Trump’s comment, however, did not appear on its face to be directed at getting voters to the polls. When he said there is “nothing you can do, folks,” he was referring to a scenario in which Clinton is already in office and picking judges.
The National Rifle Association began airing its third round of ads in support of Trump on Tuesday. The $3 million ad buy will run nationally on cable television and on broadcast networks in battleground states including Ohio, Pennsylvania, Nevada, and North Carolina.
Jennifer Baker, an NRA spokeswoman, said the organization interpreted Trump’s words Tuesday as a “call to action for people who care about this issue to get to the polls.”

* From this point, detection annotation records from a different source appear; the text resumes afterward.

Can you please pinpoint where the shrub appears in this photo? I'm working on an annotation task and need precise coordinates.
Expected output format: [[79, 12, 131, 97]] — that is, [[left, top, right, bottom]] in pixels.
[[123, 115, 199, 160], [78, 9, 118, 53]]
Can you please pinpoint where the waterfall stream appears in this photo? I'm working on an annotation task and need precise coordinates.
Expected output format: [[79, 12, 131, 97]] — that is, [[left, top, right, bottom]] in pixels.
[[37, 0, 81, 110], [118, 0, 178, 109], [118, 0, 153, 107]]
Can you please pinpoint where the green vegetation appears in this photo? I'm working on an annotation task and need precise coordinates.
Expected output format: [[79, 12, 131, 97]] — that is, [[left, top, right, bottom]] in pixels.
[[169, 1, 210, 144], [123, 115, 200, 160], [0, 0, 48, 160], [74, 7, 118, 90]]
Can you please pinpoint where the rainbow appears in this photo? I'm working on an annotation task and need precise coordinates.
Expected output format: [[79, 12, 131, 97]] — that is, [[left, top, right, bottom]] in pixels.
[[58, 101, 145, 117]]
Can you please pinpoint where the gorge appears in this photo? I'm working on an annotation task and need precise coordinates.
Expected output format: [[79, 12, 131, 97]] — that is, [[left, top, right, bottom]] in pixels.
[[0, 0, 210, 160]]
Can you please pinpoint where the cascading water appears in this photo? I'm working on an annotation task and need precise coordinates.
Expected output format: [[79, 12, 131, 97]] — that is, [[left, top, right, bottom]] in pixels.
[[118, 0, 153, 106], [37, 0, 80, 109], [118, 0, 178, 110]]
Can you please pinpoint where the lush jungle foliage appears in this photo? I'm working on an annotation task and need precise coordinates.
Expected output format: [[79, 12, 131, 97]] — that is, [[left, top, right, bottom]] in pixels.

“There is something Second Amendment supporters can do. All Americans who value their individual right to self protection must vote for Donald Trump and defeat Hillary Clinton.”
Former Ted Cruz spokeswoman Amanda Carpenter called Trump’s comments “indefensible” and advocated members of the Republican National Committee call an emergency meeting to vacate and replace Trump on the ballot.
She said Trump should apologize if he did not mean what he said.
Instead, his campaign puts out nonsense garblegook as a response. The correct response is “NO, I DIDN’T MEAN THAT.”
— Amanda Carpenter (@amandacarpenter) August 9, 2016
She said the NRA should be “livid that Trump is putting them in this position.”
Senator Susan Collins, a Maine Republican who said this week she would not vote for Trump, told the Globe that she did not view Trump’s comments as “inciting violence” against Clinton.
“But it does, once again, indicate a looseness with language that is inappropriate at best, appalling at worst, for someone who seeks to be in the highest office of our country and a symbol of our nation,” Collins said.
The comments echoed in some respects Trump’s statement in January boasting that he could “stand in the middle of Fifth Avenue and shoot somebody and I wouldn’t lose voters.”
Last month, Al Baldasaro, a New Hampshire state representative and a Trump campaign adviser, said that ‘‘Hillary Clinton should be put in the firing line and shot for treason’’ for the way she handled the Benghazi attack.
The Secret Service said at the time it was investigating those remarks. Trump spokeswoman Hope Hicks has said that the campaign does not agree with Baldasaro’s statements.